Présidentielle en Tunisie : 89,2 %, un score à l’algérienne pour Kaïs Saïed

Oct 6, 2024 at 10:09 PM

Élection présidentielle tunisienne : un scrutin verrouillé et une abstention record

Sur les écrans de la Wataniya 1, la chaîne nationale publique, la soirée électorale s'effectuait sur fond d'éloge de la nation, d'images de la guerre d'indépendance, d'interviews pré-résultats. Le calme qui précède l'effervescence des duplex, cette mosaïque de journalistes disposés aux quatre coins du pays, du Kef à Monastir, Gafsa...

Un résultat écrasant qui soulève de nombreuses interrogations

Une participation au plus bas

Au cœur d'une journée sans relief dans des bureaux de vote clairsemés, deux instituts de sondages accordaient 75 % des voix (sondages sortis des urnes) dès 15 heures. Puis vers 17 heures, le frère du président de la république, Naoufel Saïed prenait la parole pour demander aux gens de « se rendre en masse » dans les bureaux de vote. Dans la supplique de ce personnage clé du pouvoir, on percevait de la fébrilité.
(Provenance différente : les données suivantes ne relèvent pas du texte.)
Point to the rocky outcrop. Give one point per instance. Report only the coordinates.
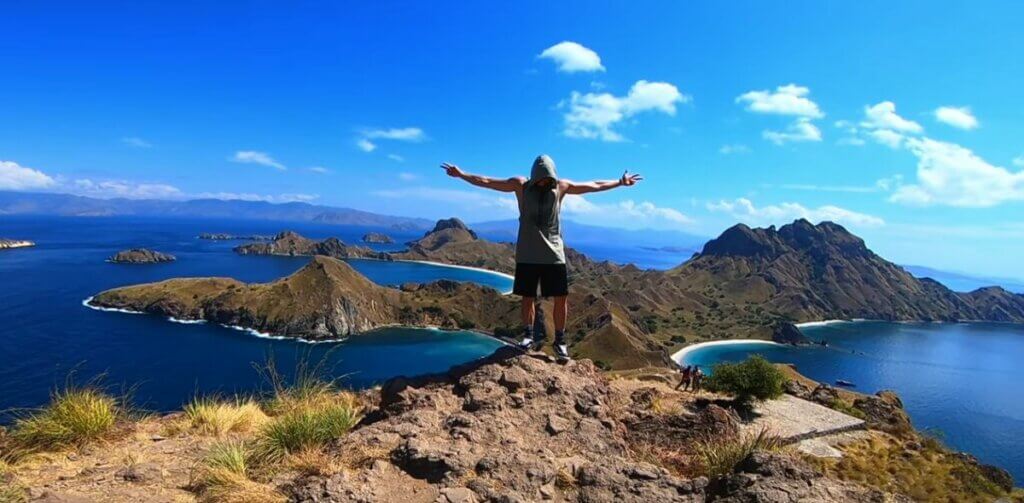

Des pages Facebook embrayaient, dénonçant « le système qui a mis tout son poids » pour tenter de contrer la victoire.La participation, enjeu de ce scrutin, au plus bas avec seulement 27 % des électeurs qui se sont déplacés, soit 2,4 millions de votants sur un collège électoral de plus de neuf millions. Un sondage sorti des urnes accordait sinon la victoire, au moins la présence au second tour d'Ayachi Zammel, emprisonné depuis le 2 septembre et condamné depuis le 18 septembre à plus de quatorze de prison dans plusieurs affaires de « falsification de parrainages ». Son équipe de campagne annonçait sa présence au second tour face au président candidat.
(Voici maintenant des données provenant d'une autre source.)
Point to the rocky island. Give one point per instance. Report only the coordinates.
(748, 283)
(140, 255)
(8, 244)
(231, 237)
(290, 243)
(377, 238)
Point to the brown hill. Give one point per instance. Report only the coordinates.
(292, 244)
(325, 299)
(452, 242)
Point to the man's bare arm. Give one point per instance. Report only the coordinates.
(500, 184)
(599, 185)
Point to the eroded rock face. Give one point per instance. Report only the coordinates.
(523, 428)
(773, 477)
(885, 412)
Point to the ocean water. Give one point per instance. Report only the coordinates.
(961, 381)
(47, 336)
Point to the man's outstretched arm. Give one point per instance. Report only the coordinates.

Un score écrasant qui soulève de nombreuses interrogations

À 20 heures, celui qu'on surnomme « l'oracle », Hassan Zargouni apparaissait sur l'antenne de la Wataniya pour donner les résultats des sondages menés par son institut Sigma. Celui-ci a été fiable lors des précédents scrutins (de 2014 à 2019), anticipant la victoire de Saïed à la présidentielle de 2019. Le sondeur douchait tout espoir de l'opposition en assurant le candidat Saïed de 89,2 % soit deux millions de voix contre 6,9 % à Ayachi Zammel (169727 voix) et 3,9 % pour Zouhair Maghzaoui (95933 voix).Ce score de 89,2 % a laissé sans voix ses opposants – dont plusieurs centaines sont en prison – et confirmé le tournant algérien que prend la Tunisie sous la férule de Kaïs Saïed. 89,2 % c'est cinq points de plus qu'Abdelmadjid Tebboune, présent réélu en Algérie le 7 septembre. Un score écrasant tempéré par une abstention de 73 % (Sigma). La participation perd vingt-un points par rapport à la précédente élection de 2019.

Un scrutin verrouillé qui soulève de nombreuses interrogations

L'ampleur du score provoque un séisme. Parmi les opposants qui tenaient pour acquis que l'homme fort de Carthage serait réélu tant le scrutin a été verrouillé en amont, on accusait le choc. « Deux millions de voix, c'est énorme » dit un membre d'un parti dont les dirigeants sont en prison. En 2019, ils étaient 620711 à lui accorder leurs voix au premier tour. Malgré un bilan économique et la liquidation des instances démocratiques, l'homme triple son score. Il avait convaincu 2,7 millions de suffrages au second tour.L'ISIE, l'instance électorale sous gouvernail de la présidence de la république, annoncera des résultats provisoires lundi 7 octobre à 19 heures Elle devrait entériner les sondages de Sigma. Quel que soit le degré de contestations des résultats, Kaïs Saïed a les mains libres pour accomplir son destin messianique : rendre aux pauvres les biens des riches. Mélange de Kadhafi des années 70, de Chavez (sans pétrole mais des dattes), de vertus coraniques, son ADN n'est pas simple à saisir. La première question sera d'observer s'il met en place une politique de répression de large ampleur.